MATH. (insert Futurama reference)

Because I'm an American, this will be in imperial measurements. Adjust your constants per your unit system, country of origin, and time zone.

To start, we need to know the weight.

The datasheet says an empty unit weighs 244 pounds and holds 72 gallons. Water weighs 8.8 pounds per gallon. Some quick math

\[ 244+72*8.8=877.6 \]

Call it 900 pounds to make up for the weight of the piping and inevitable dust build up.

Rheem sells a vibration isolation kit (for $150?!) and it includes 4 mounts. I assume they are COTS parts. And therefore, not worth the price.

So we'll find 4 appropriate mounts, and distribute 225 pounds onto each of them.

Our disturbing frequency is 190Hz \( f_d \).

To get our natural frequency, we divide by 2.45 in order to get 80% isolation (insert reason why). \[ f_n = f_d/2.45 = 190/2.45=77Hz \] We need this to get our static deflection.

Static deflection  \[ ds = g/f_n^2 = 9.8/77^2= .00165 inches \]

From there, we can get our spring rate (K)

\[ K = mountLoad / ds = 225 / .00165 = 136,363 lbs/inch \]

As long as our mount is rated for more than 225 pounds, and has a spring rate less than 136,363 lbs/inch, we should be able to stop some of the 190Hz vibration from transmitting into the concrete floor.

But how much of the vibration would be stopped?

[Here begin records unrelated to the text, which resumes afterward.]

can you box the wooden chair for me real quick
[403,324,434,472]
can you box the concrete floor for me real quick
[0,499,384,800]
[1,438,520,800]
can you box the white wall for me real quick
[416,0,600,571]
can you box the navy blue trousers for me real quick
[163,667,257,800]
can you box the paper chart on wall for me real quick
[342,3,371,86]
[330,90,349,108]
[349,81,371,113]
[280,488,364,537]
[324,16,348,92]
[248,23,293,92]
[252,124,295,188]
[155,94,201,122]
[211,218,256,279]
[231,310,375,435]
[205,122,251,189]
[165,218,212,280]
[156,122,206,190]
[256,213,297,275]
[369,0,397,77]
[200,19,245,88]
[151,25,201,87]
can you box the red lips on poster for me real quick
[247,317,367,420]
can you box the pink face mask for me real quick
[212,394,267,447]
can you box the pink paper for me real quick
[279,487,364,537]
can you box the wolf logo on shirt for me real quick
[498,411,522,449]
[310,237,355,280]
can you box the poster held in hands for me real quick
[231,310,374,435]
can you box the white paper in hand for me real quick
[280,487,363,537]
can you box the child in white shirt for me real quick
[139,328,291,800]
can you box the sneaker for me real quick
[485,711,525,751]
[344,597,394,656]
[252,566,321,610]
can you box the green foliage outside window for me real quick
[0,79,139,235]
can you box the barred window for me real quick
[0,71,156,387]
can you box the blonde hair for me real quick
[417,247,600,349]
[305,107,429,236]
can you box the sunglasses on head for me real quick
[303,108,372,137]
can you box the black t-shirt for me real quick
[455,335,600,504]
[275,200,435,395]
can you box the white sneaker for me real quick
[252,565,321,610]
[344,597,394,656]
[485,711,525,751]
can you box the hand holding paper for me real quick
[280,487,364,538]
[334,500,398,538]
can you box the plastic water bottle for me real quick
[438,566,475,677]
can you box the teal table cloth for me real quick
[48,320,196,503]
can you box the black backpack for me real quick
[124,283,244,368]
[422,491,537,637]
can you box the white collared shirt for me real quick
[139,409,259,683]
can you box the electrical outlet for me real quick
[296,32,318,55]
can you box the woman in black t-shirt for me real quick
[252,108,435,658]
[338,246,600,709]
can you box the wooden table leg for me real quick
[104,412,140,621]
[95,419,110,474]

Lets compare two options: 64865K87 and 5940K57 (both McMaster-Carr items).

64865K87 says its deflection @ capacity is .18" @ 250 pounds. So its spring rate is K = 250/.18 = 1388.9 lbs/inch. Meets both requirements.

To get our actual deflection, we can reverse that a bit using our known weight. Deflection = 225/1388.9 = .162". A quick sanity check that its deflection is smaller than the uncompressed dimension of the mount and we know it won't be obliterated.

But how much noise will it stop? For that, need to recompute the natural frequency \[ f_n = \sqrt{\frac{9.8}{d}} = \sqrt{\frac{9.8}{.162}} = 7.778Hz \]

Then we can calculate our Transmissability: \[ T = \frac{1}{( (\frac{f_d}{f_n})^2-1 )} = \frac{1}{ (\frac{190}{7.778})^2-1 } = .00167 \]

And our percent blocked:

\[ 100*(1-T) = 100*(1-.00167) = 99.832% \]

So it should stop 99.832% of the noise generated by the Water Heater - Floor interface.

Repeat for 5940K57 (a 1ft2 sheet of neoprene rubber)

Weight capacity 1500 pounds, deflection @ weight of .04", we can use the same procedure as above to get 98.94% isolation.

I went with the little feet (64865K87) because they have a lower durometer (how squishy the rubber is), and therefore wiggle a bit more as water flows around (another noise source).

The result:

Spectroid app's output after hard mount removal and rubber isolators.

Peace in the kingdom? For now.

There is still improvement to be done. The foam isolation between the condenser coil and the lid is... insufficient, and the fan itself is hard mounted to metal.

Until I can address those two, I will be adding some automation to put it into electric only or vacation mode whenever the TV is on, just to get rid of the last of the fan noise.